Methodology: We performed a double blinded randomized clinical trial on 70 patients undergoing FESS under general anesthesia. Sample size was calculated using PASS software version 15. Based on the findings of a previous study, using a two-sided two- sample equal-variance t-test with the population effect size at 0.7, the significance level (alpha) at 0.05 and the power (1- β) at 0.8, a sample size of at least 70 patients (35 per group) was produced. The patients were randomly assigned to one of the two groups; a control group, where normal saline was injected in the greater palatine foramen transorally, and the study group (SPG block group), where 0.5% bupivacaine was injected. Pain was then assessed postoperatively by the visual analogue scale (VAS); and the time to first need of inj. fentanyl as rescue analgesia and the total amount used were recorded.

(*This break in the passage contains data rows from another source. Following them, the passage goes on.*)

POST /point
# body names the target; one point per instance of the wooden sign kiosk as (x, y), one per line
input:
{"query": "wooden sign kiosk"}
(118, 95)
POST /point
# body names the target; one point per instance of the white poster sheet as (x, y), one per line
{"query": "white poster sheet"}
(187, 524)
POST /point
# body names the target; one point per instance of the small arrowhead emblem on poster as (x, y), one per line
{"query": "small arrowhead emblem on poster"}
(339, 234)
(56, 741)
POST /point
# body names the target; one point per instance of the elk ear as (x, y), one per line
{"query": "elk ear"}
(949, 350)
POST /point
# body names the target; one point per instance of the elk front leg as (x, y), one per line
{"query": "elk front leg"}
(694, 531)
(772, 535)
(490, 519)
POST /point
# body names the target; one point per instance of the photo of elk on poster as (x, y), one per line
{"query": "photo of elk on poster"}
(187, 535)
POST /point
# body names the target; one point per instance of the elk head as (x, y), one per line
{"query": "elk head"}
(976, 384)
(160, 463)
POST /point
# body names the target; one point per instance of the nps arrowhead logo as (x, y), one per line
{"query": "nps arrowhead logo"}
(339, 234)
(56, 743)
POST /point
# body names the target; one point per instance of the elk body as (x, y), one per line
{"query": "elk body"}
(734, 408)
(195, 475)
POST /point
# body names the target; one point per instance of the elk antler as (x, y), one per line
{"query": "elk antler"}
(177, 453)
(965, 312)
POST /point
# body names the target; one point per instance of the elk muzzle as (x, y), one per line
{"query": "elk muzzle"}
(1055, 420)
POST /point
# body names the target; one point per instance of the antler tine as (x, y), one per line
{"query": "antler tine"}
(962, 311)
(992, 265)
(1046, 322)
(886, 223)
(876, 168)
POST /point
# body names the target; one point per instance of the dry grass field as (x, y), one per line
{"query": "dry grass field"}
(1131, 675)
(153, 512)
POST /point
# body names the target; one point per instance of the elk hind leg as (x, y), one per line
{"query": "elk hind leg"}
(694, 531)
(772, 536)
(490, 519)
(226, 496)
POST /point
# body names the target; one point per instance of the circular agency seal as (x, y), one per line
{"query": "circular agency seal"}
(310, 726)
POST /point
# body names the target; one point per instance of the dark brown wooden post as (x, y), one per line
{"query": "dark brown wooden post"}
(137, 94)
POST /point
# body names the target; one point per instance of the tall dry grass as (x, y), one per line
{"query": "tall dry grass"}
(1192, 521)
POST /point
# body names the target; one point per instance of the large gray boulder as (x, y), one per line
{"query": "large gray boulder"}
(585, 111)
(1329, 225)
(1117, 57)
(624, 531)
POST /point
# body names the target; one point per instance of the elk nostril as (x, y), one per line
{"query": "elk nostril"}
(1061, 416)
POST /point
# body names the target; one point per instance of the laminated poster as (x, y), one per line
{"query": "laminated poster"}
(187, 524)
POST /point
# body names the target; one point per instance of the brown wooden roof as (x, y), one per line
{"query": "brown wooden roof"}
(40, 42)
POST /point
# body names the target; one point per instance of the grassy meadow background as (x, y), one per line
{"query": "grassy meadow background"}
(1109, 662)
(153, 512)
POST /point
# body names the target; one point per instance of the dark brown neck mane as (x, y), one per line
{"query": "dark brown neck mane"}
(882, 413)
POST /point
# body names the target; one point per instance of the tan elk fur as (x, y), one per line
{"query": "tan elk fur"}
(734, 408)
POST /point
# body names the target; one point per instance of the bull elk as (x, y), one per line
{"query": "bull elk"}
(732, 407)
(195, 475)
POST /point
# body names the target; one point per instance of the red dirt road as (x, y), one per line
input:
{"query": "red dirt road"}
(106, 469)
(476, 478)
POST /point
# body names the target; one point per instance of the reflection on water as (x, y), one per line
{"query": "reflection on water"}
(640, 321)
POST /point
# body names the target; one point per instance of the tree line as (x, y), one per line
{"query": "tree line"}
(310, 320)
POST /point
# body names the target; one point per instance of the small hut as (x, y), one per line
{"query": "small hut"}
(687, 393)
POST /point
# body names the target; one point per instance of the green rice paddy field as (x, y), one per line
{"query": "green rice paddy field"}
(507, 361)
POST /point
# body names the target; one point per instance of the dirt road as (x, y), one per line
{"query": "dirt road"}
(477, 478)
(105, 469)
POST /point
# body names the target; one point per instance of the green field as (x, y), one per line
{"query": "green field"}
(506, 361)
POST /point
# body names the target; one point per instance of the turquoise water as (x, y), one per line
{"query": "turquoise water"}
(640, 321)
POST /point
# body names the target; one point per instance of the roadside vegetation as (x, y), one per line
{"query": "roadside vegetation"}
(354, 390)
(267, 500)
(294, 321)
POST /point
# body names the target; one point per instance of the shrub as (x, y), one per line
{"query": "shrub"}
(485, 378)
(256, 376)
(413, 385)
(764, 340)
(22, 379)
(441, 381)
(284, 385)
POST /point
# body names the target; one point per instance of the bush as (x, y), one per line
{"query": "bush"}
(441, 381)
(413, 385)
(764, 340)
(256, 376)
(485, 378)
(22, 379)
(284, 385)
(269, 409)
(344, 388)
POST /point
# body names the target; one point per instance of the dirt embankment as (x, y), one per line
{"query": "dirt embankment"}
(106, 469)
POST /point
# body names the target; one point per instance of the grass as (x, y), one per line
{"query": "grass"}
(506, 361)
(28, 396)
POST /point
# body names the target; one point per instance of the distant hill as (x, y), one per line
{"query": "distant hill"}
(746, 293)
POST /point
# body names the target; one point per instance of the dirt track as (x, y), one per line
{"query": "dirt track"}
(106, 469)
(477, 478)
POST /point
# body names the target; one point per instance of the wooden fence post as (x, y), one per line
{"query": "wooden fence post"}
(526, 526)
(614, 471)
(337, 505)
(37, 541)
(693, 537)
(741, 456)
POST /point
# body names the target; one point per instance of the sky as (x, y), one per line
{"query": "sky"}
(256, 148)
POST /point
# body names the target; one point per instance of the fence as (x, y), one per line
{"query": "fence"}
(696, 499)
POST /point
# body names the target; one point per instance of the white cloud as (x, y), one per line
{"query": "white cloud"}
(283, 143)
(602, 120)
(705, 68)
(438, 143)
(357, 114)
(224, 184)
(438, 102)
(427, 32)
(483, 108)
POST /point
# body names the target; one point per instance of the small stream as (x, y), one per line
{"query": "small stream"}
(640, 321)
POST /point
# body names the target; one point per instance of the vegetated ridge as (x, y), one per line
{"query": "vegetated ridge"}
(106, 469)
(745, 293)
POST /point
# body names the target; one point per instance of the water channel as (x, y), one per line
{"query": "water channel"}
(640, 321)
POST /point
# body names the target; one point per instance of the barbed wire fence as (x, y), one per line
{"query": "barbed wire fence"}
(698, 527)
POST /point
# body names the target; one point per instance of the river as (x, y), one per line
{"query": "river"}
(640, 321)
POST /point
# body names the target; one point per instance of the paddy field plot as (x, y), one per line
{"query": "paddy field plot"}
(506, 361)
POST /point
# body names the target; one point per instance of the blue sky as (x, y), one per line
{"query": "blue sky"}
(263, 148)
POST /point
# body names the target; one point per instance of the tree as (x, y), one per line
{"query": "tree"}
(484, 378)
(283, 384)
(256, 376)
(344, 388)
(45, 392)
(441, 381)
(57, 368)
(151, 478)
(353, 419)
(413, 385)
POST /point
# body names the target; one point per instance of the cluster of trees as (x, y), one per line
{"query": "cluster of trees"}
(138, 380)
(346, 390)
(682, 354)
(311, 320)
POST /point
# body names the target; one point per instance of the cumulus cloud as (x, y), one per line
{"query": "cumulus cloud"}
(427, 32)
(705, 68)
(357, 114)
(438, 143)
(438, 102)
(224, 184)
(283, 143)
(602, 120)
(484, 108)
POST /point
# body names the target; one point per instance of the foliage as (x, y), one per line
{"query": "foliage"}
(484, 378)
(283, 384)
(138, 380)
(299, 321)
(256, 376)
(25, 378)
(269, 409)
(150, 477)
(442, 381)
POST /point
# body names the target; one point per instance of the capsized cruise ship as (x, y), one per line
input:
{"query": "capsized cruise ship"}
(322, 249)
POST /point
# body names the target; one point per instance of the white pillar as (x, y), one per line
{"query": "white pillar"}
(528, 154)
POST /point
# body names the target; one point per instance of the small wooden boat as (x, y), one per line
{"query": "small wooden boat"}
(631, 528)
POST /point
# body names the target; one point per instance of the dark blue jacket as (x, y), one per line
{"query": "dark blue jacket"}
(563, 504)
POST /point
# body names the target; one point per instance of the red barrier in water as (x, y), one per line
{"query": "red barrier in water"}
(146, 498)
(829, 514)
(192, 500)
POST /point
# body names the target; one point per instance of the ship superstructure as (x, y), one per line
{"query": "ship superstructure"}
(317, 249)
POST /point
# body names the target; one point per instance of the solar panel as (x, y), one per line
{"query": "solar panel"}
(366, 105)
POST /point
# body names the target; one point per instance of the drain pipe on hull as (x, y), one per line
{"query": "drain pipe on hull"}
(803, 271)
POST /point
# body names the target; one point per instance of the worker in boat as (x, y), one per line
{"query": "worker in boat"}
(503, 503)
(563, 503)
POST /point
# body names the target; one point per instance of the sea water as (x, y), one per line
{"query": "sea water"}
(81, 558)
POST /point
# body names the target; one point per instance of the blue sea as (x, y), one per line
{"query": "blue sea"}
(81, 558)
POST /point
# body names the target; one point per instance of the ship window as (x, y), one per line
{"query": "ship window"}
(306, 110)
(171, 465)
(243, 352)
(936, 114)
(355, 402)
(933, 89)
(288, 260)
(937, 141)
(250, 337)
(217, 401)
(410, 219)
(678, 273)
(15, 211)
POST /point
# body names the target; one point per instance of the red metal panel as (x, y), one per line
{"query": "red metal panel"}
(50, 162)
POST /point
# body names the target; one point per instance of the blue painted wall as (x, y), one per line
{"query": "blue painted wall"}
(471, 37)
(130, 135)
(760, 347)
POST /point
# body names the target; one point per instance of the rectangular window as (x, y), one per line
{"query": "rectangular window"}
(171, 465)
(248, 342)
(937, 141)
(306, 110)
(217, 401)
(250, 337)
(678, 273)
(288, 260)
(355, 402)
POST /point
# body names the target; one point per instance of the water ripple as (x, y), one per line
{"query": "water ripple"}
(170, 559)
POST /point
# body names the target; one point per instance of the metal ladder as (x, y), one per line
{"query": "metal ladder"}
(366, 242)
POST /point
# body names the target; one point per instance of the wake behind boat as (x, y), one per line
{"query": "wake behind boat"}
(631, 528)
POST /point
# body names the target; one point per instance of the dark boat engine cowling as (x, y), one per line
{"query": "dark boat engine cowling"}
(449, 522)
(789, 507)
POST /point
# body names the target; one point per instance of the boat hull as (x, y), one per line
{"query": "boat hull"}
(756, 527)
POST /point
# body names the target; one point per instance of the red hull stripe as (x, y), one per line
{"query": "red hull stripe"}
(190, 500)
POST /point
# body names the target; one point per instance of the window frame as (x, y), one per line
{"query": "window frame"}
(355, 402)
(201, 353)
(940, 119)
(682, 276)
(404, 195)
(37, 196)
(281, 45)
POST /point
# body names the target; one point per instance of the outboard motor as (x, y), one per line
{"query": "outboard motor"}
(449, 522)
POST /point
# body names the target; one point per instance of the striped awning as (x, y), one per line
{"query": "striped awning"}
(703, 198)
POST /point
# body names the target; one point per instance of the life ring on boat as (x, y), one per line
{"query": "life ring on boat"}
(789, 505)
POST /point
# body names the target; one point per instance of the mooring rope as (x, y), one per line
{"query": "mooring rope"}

Results: Maximum intensity of the pain was at 2 hours post-operatively in the control group and 6 hours in the SPG block group, and pain intensity was lower in the SPG block group at 2, 6 and 12 hours post- operatively. In the SPG block group, less patients required rescue analgesia, time needed for the first dose of rescue analgesia was more, and the total 24-hour fentanyl consumption was lower.
Conclusions: Sphenopalatine ganglion block using 0.5% bupivacaine results in better postoperative pain management, and a reduced need for analgesics in patients undergoing functional endoscopic sinus surgery.
Keywords: Bupivacaine; Endoscopic Sinus Surgery; Fentanyl; Sphenopalatine Ganglion Block
Citation: Albadry YAB, Saleh SHET, El-said AM, Naseef JN. The effect of sphenopalatine ganglion block with 0.5% bupivacaine on postoperative pain after functional endoscopic sinus surgery (FESS) under general anesthesia. Anaesth. pain intensive care 2025;29(4):356-62.
DOI: 10.35975/apic.v29i4.2820
Received: April 02, 2025;
Revised: June 06/ June 12, 2025;
Accepted: June 12, 2025
1. INTRODUCTION
Functional endoscopic sinus surgery (FESS) is an effective, minimally invasive procedure widely used for the treatment of chronic rhinosinusitis as well as nasal polyposis, especially when refractory to appropriate medical treatment. Using this approach to treat chronic inflammatory paranasal sinus illnesses has shown to be beneficial, with up to 86.3% of patients noticing improvement in postoperative symptoms.
1 However, many patients complain of postoperative pain after FESS.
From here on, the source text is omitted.